My Secret Radio

by Michael Hallock

Release date, 18 January 2022

My Secret Radio relates the story of a man on a lifelong journey to find meaning. It touches many genres with themes including 1960s establishment racism, casual drug crime, and long-buried family secrets. A shifting Southern political backdrop frames the adolescence of the protagonist, Bill Schaffer, whose adult life as a philosophy professor is riddled with complications.

Bill Schaffer is well-read, affable, and noble. If he is pedantic, it is characteristic of this meticulous novel. No event is without deeper meaning; references to music, literature, and philosophy proliferate. Bill is the type who looks below the surface. But he lacks personal grit and determination. Moved only by the actions of the supporting cast (themselves two-dimensional tropes), Bill’s meandering path feels static. With 468 pages of his journey to follow, My Secret Radio may be a steep hill for many readers to climb.

While Bill, at every stage of his life, presents himself as reasonable and well-intentioned, he is little more than a sounding box for attitudes reaching the mainstream in the mid-20th century. Though he counts himself progressive in his hometown, Bill doesn’t take part in meaningful social change, content to intellectualize and condescend. Present day, Bill doesn’t notice equivalent modern movements. He is a saint when he keeps a promise not to out a gay classmate. He’s gormless when he covers up for a double-murder committed by a friend.

Hallock buries much of what might shine in My Secret Radio.

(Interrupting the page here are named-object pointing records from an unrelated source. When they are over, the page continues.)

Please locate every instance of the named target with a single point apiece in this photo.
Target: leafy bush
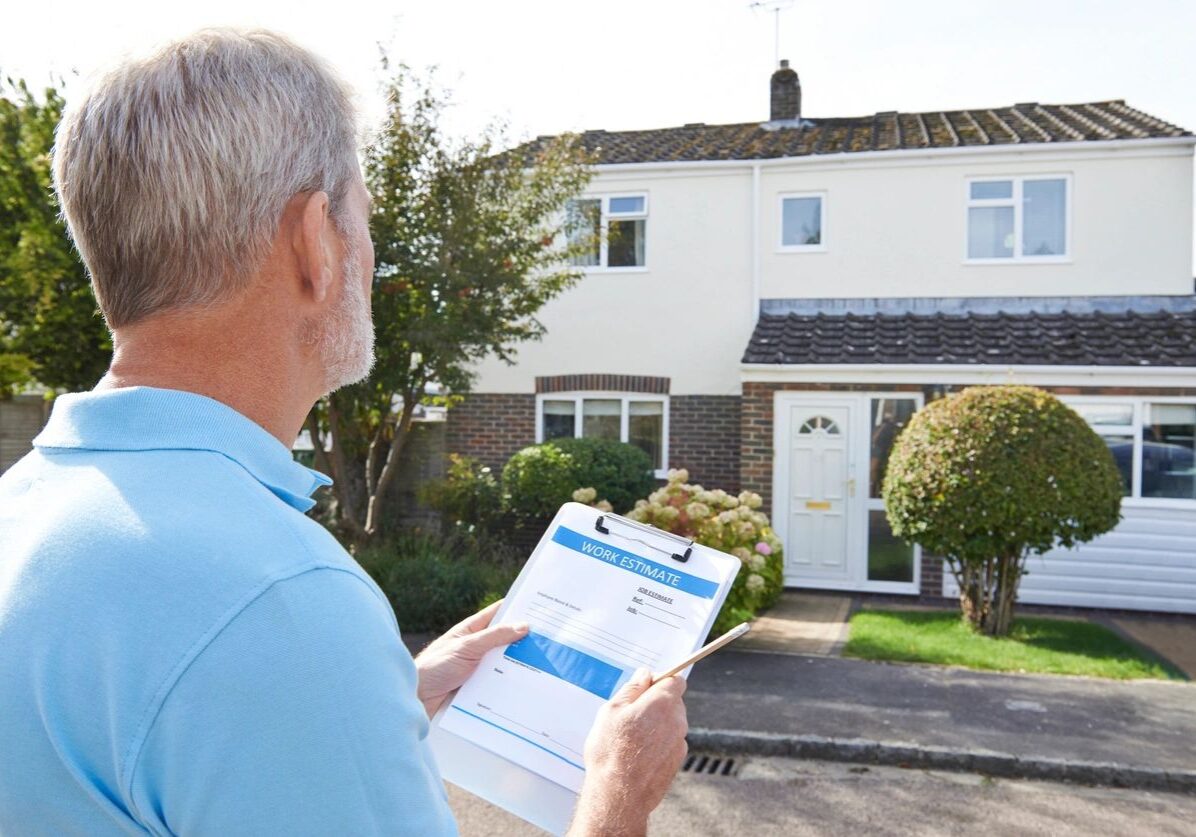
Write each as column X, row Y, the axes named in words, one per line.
column 994, row 474
column 434, row 582
column 620, row 472
column 537, row 481
column 727, row 523
column 468, row 495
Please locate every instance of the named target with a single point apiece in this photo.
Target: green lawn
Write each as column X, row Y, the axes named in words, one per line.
column 1035, row 645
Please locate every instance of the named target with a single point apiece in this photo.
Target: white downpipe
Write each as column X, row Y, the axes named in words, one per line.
column 755, row 249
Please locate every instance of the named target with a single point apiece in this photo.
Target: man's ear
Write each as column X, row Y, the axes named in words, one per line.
column 313, row 254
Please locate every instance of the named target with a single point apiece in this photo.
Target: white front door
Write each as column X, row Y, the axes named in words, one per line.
column 819, row 492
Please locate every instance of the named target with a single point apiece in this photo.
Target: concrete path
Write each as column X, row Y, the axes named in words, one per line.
column 801, row 623
column 799, row 798
column 1145, row 722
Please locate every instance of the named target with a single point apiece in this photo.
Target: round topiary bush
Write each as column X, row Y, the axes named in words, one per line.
column 537, row 481
column 618, row 472
column 992, row 475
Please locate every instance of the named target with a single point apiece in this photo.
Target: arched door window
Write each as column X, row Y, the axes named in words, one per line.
column 819, row 425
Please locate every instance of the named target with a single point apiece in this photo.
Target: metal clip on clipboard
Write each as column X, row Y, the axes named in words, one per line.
column 685, row 545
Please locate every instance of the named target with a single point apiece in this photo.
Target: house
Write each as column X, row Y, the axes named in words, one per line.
column 775, row 299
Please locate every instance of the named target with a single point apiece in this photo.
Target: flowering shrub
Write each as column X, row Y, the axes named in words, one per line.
column 587, row 496
column 730, row 524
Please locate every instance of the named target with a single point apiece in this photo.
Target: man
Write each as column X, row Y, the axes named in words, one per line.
column 182, row 651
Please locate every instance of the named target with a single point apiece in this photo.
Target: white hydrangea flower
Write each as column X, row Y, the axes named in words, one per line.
column 751, row 499
column 585, row 495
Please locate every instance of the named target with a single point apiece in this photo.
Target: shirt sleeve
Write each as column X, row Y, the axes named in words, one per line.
column 299, row 718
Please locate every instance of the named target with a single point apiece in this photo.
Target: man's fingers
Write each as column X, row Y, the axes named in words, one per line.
column 495, row 637
column 471, row 624
column 673, row 686
column 639, row 684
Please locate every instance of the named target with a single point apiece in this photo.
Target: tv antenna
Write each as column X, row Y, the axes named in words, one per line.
column 775, row 7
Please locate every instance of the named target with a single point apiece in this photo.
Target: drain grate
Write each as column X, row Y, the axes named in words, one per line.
column 711, row 765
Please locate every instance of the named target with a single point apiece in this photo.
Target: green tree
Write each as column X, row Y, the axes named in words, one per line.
column 992, row 475
column 50, row 328
column 470, row 243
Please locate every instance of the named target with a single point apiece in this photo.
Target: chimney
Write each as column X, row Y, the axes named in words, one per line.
column 785, row 93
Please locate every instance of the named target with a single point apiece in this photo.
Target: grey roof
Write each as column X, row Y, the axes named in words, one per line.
column 890, row 130
column 1164, row 337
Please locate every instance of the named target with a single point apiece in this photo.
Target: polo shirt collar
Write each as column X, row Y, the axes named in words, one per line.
column 151, row 419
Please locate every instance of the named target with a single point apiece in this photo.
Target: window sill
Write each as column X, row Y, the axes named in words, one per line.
column 1042, row 260
column 1159, row 502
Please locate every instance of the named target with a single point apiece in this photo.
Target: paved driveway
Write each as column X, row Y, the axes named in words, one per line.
column 786, row 796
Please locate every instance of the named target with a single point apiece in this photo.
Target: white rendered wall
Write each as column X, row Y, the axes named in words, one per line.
column 899, row 228
column 895, row 227
column 687, row 316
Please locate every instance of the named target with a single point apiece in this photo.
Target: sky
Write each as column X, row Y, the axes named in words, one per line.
column 542, row 67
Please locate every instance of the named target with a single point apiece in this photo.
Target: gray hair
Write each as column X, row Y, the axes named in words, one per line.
column 172, row 171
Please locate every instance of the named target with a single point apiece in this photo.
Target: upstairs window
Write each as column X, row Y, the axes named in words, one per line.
column 612, row 228
column 640, row 420
column 803, row 223
column 1018, row 219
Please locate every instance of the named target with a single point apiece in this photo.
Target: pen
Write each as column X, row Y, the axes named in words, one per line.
column 708, row 648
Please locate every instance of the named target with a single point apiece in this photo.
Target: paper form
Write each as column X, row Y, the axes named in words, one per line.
column 598, row 608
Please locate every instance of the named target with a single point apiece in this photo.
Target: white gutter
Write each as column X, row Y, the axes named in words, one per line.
column 966, row 373
column 1088, row 147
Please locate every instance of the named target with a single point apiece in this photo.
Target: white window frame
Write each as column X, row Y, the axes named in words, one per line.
column 781, row 246
column 579, row 396
column 1017, row 205
column 1141, row 405
column 604, row 218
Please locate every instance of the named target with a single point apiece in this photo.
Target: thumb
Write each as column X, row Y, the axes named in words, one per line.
column 632, row 690
column 494, row 636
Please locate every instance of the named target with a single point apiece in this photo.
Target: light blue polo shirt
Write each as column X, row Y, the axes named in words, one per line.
column 182, row 651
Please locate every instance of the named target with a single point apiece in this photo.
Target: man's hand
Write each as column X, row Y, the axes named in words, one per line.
column 633, row 753
column 447, row 661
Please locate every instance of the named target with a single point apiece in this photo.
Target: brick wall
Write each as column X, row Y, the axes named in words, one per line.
column 423, row 460
column 756, row 434
column 703, row 438
column 492, row 426
column 931, row 584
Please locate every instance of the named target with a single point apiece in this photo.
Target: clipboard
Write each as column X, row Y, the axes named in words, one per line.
column 523, row 792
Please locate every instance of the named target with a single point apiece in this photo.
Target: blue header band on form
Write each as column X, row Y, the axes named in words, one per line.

He combines genres into a mash-up of crime, mystery, romance, and philosophical treatise. Bill Schaffer’s story loses the fight against a barrage of period details, philosophical affectations, and gossipy women. Bill’s intellectualism makes him as intractable as the worst Hopperton, GA hypocrites. His personal life of disappointment and divorce are as inevitable as his abetting a murder is unbelievable. Bill’s tragedy is that a lifetime of knowing better than everyone else doesn’t comprise a fully functioning novel.